Foi, por exemplo, um dos primeiros autores a chamar a atenção para o papel da
crise colonial na derrocada da I República e na afirmação da supremacia de
Salazar no interior da ditadura; por outro lado, é de salientar o seu papel
pioneiro na contextualização dos discursos mais marcantes do imaginário
colonial português ao longo dos vários regimes políticos do século xx.
Numa época em que as interpretações economicistas do fenómeno colonial
começaram a cair em desuso, Alexandre distinguiu-se pela sua especial
sensibilidade ao peso dos factores ideológicos, ou, se quisermos, à cultura
política dos agentes históricos. Essa dimensão está bem patente nos seus
ensaios publicados na década de 90 sobre a influência de figuras como Oliveira
Martins, Norton de Matos e Armindo Monteiro na cristalização de uma série de
visões, mitos e crenças relativos ao ultramar e à «missão civilizacional» dos
portugueses.
O seu mais recente livro está em consonância com esta abordagem. Na realidade,
O Roubo das Almas(expressão com que alguma imprensa católica portuguesa aludia
às crianças do País Basco levadas para a Inglaterra e a URSS após a tomada
daquela província pelas forças franquistas) é muito mais do que um estudo da
política externa portuguesa na conjuntura crítica de 1930-1939. Sem
investigação empírica original, dificilmente Alexandre teria produzido uma obra
inovadora sobre os protagonistas, os processos decisórios e o contexto externo
da diplomacia do Estado Novo no período que serviu de antecâmara à segunda
guerra mundial. De forma oportuna, o autor optou por conciliar o inevitável
registo descritivo da história diplomática mais convencional com uma análise ao
contexto cultural e ideológico em que os principais decisores portugueses
operavam.
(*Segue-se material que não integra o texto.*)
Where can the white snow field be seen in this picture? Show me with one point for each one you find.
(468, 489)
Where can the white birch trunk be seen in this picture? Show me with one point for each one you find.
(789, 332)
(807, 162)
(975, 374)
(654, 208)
Daqui resulta um quadro interpretativo mais sofisticado do que aquele
de que até aqui dispúnhamos para este período da política externa portuguesa.
Como o processo decisório do Estado Novo estava altamente concentrado na figura
de Salazar, a abordagem do autor incidiu, como não podia deixar de ser, na
génese e maturação da sua mundividência desde os tempos do seminário em Viseu à
militância no CADC e Centro Católico até ao ingresso nos governos da ditadura
militar. A partir dos seus textos doutrinários e discursos políticos, Alexandre
procura reconstituir e interpretar o pensamento de Salazar face às principais
correntes e sensibilidades católicas do seu tempo tanto em Portugal como na
Europa. Identifica como as duas fontes essenciais da sua formação o neotomismo,
no plano filosófico e teológico, e a democracia cristã, no plano político e
social. Cada uma a seu modo, ambas representaram o esforço empreendido pela
Igreja de Roma para se adaptar às transformações geradas pelo liberalismo, pela
secularização e pela modernização económica e social das sociedades europeias.
A primeira sancionou uma atitude de maior abertura aos avanços da ciência e do
pensamento contemporâneos, arejando um pouco a atmosfera calafetada dos
estabelecimentos de ensino católicos (uma circunstância de que Salazar pôde já
beneficiar enquanto seminarista); a segunda incitou os católicos a uma
participação política e cívica mais intensa, no âmbito da estratégia de
ralliement gizada por Leão XIII em finais do século xix, ao mesmo tempo que
procurava dar resposta aos desafios suscitados pela chamada «questão social» (o
pauperismo e a atracção das massas trabalhadoras urbanas pelo socialismo).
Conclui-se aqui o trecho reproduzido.